Quel che è certo è che l’ex primula rossa Abrini, catturato venerdì a Anderlecht, sta “cantando”. Ieri ha ammesso di essere l’uomo col cappello poi fuggito a piedi lasciando una valigia-bomba inesplosa a Zaventem. Ma c’è chi dubita delle verità di Abrini. Per l’analista fiammingo Pieter Van Ostayen, le confessioni potrebbero essere invece il tentativo di coprire qualcuno.
Alcuni dettagli suonano certamente poco credibili, come quello che avrebbe «venduto» il famoso cappello dopo essersi invece disfatto della giacca bianca gettandola in un cestino. O anche la storia raccontata da Assia B., la donna con pesanti precedenti psichiatrici che avrebbe dato rifugio ad Abrini a Anderlecht. E che si sarebbe fatta convincere dopo che «l’uomo col cappello» gli ha offerto una birra in un bar. Gesto che mal si concilia col profilo di fondamentalista islamico. Ma d’altra parte i precedenti di tutti gli elementi della cellula Isis di Bruxelles sono da “criminali da strapazzo”. Inclusi quelli di Osama Krayem, improvvisamente partito per la Siria da Rosengard, sobborgo di Malmoe ad alto tasso di emarginazione. Aveva una fedina pensale fatta di piccoli furti e spaccio. Poi «gli hanno fatto il lavaggio del cervello», hanno detto la zia ed un assistente per l’integrazione che lo conosceva bene.

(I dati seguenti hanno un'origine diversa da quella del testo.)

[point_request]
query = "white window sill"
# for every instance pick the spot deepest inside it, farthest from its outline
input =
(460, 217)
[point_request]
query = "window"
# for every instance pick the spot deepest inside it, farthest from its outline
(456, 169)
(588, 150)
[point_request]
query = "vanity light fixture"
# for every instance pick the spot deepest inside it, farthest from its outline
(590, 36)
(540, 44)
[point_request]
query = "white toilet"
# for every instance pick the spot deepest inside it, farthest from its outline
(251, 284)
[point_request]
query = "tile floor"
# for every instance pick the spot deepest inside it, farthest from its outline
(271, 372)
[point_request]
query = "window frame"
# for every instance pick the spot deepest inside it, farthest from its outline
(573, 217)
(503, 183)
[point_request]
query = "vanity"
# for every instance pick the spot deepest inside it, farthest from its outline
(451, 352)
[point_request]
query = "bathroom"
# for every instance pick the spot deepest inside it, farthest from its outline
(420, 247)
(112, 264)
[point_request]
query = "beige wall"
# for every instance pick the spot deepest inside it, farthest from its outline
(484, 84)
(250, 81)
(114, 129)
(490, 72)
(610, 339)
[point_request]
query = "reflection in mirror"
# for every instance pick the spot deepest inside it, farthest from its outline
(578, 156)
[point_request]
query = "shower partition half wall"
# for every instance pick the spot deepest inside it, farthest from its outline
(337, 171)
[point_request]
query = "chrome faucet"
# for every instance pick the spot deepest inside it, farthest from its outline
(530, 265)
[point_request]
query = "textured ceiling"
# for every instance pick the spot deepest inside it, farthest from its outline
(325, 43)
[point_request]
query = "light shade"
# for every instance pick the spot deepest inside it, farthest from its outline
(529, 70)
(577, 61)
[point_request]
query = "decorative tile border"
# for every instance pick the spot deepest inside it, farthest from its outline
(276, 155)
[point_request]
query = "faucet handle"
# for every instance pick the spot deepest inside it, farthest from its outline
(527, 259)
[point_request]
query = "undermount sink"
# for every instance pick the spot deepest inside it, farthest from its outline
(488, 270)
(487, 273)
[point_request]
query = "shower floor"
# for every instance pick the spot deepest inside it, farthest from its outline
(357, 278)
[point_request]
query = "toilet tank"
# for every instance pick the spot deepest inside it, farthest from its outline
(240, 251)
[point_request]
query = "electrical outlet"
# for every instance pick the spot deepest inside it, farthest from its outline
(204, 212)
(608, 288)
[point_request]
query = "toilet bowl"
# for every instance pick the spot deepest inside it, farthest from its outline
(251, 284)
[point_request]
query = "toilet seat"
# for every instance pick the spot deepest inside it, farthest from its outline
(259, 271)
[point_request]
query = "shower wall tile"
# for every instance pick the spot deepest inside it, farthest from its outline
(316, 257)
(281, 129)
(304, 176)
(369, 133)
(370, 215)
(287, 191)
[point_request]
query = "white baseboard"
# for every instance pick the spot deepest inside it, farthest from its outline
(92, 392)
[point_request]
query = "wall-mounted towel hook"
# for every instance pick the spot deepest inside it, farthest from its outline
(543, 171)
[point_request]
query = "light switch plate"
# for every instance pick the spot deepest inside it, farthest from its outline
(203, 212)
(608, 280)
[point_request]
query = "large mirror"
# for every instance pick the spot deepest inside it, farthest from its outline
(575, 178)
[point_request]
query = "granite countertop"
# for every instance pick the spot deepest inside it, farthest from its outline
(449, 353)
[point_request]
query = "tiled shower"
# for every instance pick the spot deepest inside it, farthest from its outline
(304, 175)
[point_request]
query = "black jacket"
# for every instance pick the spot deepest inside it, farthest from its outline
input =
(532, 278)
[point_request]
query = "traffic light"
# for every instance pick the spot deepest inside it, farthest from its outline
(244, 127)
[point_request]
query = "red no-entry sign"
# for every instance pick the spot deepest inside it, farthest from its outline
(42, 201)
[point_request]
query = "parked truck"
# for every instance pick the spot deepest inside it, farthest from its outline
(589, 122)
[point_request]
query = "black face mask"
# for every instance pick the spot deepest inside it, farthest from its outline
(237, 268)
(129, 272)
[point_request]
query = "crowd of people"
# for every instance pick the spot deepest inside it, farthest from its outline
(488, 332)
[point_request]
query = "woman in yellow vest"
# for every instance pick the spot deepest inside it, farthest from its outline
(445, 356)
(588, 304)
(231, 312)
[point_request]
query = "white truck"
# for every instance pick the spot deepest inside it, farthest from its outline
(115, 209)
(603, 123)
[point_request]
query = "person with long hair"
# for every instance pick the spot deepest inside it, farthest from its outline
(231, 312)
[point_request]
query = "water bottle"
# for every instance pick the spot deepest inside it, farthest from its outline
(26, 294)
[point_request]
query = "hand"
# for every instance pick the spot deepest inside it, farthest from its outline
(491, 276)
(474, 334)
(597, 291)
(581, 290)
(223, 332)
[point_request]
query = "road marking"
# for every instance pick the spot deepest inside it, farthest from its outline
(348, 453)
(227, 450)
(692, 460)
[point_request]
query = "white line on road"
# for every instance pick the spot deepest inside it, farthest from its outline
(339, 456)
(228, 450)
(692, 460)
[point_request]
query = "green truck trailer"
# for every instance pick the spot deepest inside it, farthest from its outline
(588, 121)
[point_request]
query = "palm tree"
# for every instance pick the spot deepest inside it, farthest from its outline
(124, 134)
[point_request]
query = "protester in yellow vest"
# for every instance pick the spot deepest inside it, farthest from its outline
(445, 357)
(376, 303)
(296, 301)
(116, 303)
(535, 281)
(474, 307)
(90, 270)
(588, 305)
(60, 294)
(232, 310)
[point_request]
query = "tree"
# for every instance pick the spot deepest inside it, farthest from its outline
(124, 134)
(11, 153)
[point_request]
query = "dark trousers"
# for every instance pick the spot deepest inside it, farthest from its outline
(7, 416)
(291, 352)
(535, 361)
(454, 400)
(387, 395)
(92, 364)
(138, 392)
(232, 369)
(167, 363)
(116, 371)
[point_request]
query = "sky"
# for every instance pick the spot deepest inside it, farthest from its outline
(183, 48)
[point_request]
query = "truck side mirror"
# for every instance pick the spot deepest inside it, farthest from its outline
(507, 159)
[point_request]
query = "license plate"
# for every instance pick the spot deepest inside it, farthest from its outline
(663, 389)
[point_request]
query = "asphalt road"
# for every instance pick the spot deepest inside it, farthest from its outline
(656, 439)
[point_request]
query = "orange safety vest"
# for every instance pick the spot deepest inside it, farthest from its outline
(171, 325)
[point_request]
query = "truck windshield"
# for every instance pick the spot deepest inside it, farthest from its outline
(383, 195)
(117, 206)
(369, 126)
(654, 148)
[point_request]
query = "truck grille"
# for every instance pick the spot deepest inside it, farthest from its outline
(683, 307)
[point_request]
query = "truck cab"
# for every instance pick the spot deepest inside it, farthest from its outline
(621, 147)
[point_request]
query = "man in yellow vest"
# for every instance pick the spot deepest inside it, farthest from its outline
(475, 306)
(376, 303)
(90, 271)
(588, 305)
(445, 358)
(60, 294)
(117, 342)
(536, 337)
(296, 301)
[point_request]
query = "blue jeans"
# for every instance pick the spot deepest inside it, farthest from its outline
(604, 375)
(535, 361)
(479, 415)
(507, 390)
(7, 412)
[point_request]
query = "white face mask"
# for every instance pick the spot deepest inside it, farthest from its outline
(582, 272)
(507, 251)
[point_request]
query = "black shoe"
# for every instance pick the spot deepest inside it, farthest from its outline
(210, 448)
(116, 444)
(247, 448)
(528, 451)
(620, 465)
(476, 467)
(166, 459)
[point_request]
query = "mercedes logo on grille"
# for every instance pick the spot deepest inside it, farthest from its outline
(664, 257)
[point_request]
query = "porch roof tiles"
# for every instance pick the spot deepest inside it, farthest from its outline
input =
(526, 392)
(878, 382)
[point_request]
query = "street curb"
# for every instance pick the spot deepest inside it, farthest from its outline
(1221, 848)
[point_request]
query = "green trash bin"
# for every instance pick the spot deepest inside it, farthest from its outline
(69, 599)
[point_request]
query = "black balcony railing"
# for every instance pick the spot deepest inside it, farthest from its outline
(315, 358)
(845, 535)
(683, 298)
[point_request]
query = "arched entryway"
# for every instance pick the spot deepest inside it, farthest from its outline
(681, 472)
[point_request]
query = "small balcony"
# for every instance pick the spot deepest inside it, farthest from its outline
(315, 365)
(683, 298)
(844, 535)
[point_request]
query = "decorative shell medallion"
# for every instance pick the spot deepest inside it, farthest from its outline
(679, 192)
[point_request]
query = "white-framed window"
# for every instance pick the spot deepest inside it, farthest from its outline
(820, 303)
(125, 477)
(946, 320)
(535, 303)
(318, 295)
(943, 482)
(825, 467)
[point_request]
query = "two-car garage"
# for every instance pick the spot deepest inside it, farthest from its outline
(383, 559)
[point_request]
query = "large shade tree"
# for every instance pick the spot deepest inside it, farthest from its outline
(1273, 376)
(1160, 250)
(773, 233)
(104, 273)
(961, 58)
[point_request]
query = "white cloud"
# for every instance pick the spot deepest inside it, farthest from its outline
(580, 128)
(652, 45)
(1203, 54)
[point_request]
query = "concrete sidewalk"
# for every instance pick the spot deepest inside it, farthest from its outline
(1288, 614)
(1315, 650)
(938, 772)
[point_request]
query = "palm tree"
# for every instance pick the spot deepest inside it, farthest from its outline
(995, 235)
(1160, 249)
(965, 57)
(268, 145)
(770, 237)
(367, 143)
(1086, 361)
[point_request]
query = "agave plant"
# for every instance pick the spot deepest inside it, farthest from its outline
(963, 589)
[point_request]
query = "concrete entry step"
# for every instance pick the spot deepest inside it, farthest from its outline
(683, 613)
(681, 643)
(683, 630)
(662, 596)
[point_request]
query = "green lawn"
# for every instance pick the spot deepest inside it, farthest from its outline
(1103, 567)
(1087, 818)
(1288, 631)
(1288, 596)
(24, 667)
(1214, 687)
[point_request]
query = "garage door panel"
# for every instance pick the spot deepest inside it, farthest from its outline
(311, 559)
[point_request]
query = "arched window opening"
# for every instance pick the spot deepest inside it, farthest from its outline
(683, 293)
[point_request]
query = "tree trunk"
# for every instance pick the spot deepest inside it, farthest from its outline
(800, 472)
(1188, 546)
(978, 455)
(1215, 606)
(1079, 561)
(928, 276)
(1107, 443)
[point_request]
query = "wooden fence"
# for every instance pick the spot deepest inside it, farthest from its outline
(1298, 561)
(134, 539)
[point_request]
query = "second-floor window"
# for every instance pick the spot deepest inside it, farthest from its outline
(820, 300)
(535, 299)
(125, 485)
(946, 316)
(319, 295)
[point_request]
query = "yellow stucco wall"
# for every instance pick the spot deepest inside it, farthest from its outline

Intanto fonti di polizia lasciano trapelare che c’è ancora un ricercato: il terzo uomo raccolto da Salah Abdeslam il 3 ottobre a Ulm in Germania. Gli altri due, Osama Krayem e Amine Choukri, sono stati arrestati. Del terzo non è stata diffusa l’identità. Il timore è che possa essere lui ad avere la sacca esplosiva che Krayem aveva con sé quando lasciò solo il kamikaze della metropolitana, Khalid El Bakraoui. Era quella sacca-bomba che la polizia cercava ieri a Etterbeek, nel secondo covo della cellula del 22 marzo. Una diversificazione logistica che mal si inquadra nella storia di un attacco compiuto in fretta raccontata da Abrini.